I'm about as productive on the Mac as I was on Windows.

Development

For the bulk of my development work (which is mostly recreational - Node/React), this has been nothing but an improvement. Both in perceived and measured performance (I ran a lot of Measure-Command to check install/build times) everything is snappier. Despite the Mac being cheaper than the Surface Book, for almost everything I could measure the Mac was anywhere from 2x to 10x faster.

As most of my day is spent in some way interacting with JavaScript (VS Code, reading anything on the web) the performance difference is palpable.

The Mac is hands-down the better experience, completing similar activities on my Windows machine feels sluggish.

SQL Server Development

No good news here. If you want to do any meaningful SQL Server development you're probably going to need a Windows device. While you can install SQL Edge on the Mac for trivial development, that doesn't have much overlap with the kind of work I do (the list of unsupported features is long).

Even Azure Data Studio (brew install --cask azure-data-studio) is a poor replacement for SQL Server Management Studio (SSMS).

I'm lucky that we leverage Azure Virtual Desktop (AVD) at work which allows me to run an instance of SSMS on my Mac via application virtualization. This does require a lot of infrastructure to support, but is almost indistinguishable from running SSMS on a Windows machine.

If I didn't have access to AVD I'm not sure what I'd do here - probably develop against an Azure SQL Database with Azure Data Studio, and feel bad about it.

The Surface Book is far superior here.

Overall Impressions

I can't imagine switching back. Although the build quality of the Surface Book was good, the Mac is excellent. Any concerns I had about the keyboard and typing speed were quickly dispelled (I tested myself about the same on both devices).

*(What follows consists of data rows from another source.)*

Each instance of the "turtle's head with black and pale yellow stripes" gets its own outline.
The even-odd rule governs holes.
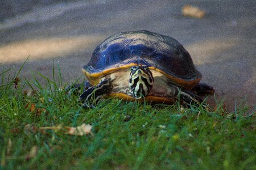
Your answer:
[[[154,78],[148,66],[131,67],[129,87],[131,94],[140,99],[147,96],[154,84]]]

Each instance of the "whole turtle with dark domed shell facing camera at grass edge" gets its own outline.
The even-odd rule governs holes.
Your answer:
[[[108,37],[82,71],[87,80],[79,100],[86,108],[108,97],[200,105],[203,100],[197,94],[214,92],[213,87],[199,83],[202,75],[180,42],[145,30]]]

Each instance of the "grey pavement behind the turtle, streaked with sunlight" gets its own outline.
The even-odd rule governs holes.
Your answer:
[[[206,11],[203,19],[185,18],[184,5]],[[20,77],[34,71],[52,77],[60,65],[63,82],[79,78],[94,48],[117,32],[146,29],[174,37],[191,54],[203,82],[233,110],[247,99],[256,103],[256,1],[76,1],[38,6],[0,23],[0,69]],[[10,72],[13,74],[13,72]],[[35,75],[36,76],[36,75]],[[37,76],[39,77],[39,76]],[[41,79],[39,77],[39,79]],[[42,80],[43,82],[43,80]]]

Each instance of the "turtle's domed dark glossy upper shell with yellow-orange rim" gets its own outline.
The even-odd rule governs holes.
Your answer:
[[[180,86],[194,86],[201,73],[187,50],[175,39],[149,31],[121,32],[97,46],[82,70],[91,84],[106,74],[136,65],[146,65]]]

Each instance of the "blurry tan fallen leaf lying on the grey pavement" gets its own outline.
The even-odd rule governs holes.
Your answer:
[[[182,13],[184,16],[190,16],[193,18],[203,18],[205,15],[204,10],[201,10],[200,8],[191,5],[183,6]]]

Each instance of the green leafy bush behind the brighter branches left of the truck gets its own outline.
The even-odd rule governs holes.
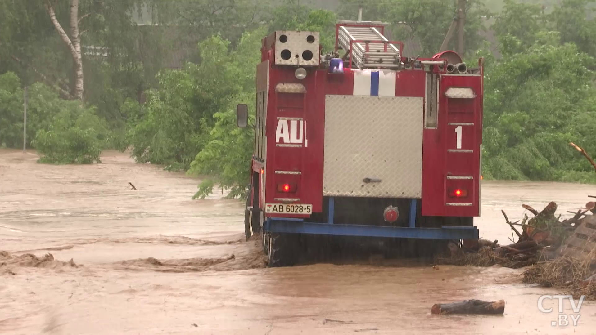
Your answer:
[[[160,73],[161,89],[149,92],[143,117],[129,132],[137,162],[190,168],[209,139],[213,115],[240,92],[228,46],[214,36],[199,44],[200,64]]]

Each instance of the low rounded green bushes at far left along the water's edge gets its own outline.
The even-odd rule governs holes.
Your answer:
[[[14,73],[0,75],[0,146],[23,145],[23,95]],[[93,108],[85,108],[79,101],[62,100],[42,83],[30,86],[27,98],[27,145],[41,154],[39,162],[100,162],[111,131]]]

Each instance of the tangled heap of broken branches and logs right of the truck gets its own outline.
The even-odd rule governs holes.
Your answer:
[[[491,266],[502,265],[509,268],[522,268],[537,262],[555,259],[561,255],[561,247],[567,238],[573,235],[583,219],[596,211],[594,201],[586,203],[585,208],[572,212],[572,218],[561,220],[555,216],[557,204],[549,203],[541,212],[527,204],[522,207],[532,213],[525,215],[522,222],[511,222],[504,211],[505,222],[517,235],[514,243],[501,245],[498,241],[464,240],[461,246],[451,246],[449,258],[439,258],[437,262],[451,265]],[[596,236],[594,237],[596,238]]]

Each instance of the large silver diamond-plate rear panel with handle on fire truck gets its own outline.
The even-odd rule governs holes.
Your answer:
[[[423,114],[421,97],[327,95],[323,194],[420,198]]]

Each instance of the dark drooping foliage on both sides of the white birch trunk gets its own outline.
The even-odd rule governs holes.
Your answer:
[[[84,96],[97,106],[98,115],[122,130],[125,116],[119,113],[126,98],[141,100],[141,93],[157,84],[173,41],[173,29],[164,26],[137,26],[133,14],[153,0],[79,0],[77,27],[85,74]],[[155,1],[157,2],[157,1]],[[0,2],[0,73],[12,71],[23,85],[44,82],[61,97],[76,96],[76,69],[69,48],[61,40],[48,11],[70,34],[70,4],[65,1]],[[186,41],[185,41],[186,42]],[[72,41],[70,41],[72,44]],[[195,42],[193,42],[195,45]],[[151,52],[147,52],[150,49]]]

Battery life on the Mac is exceptional - I can get through a full working day of 8-10 hours use, whereas I'd need the power adapter on the Surface Book. I've never heard the fans on my Mac, unlike the Surface Book where even video calls would cause them to spin up.

Even though I can't imagine switching back, if Windows performance could approach M1 performance - I'd give that a try.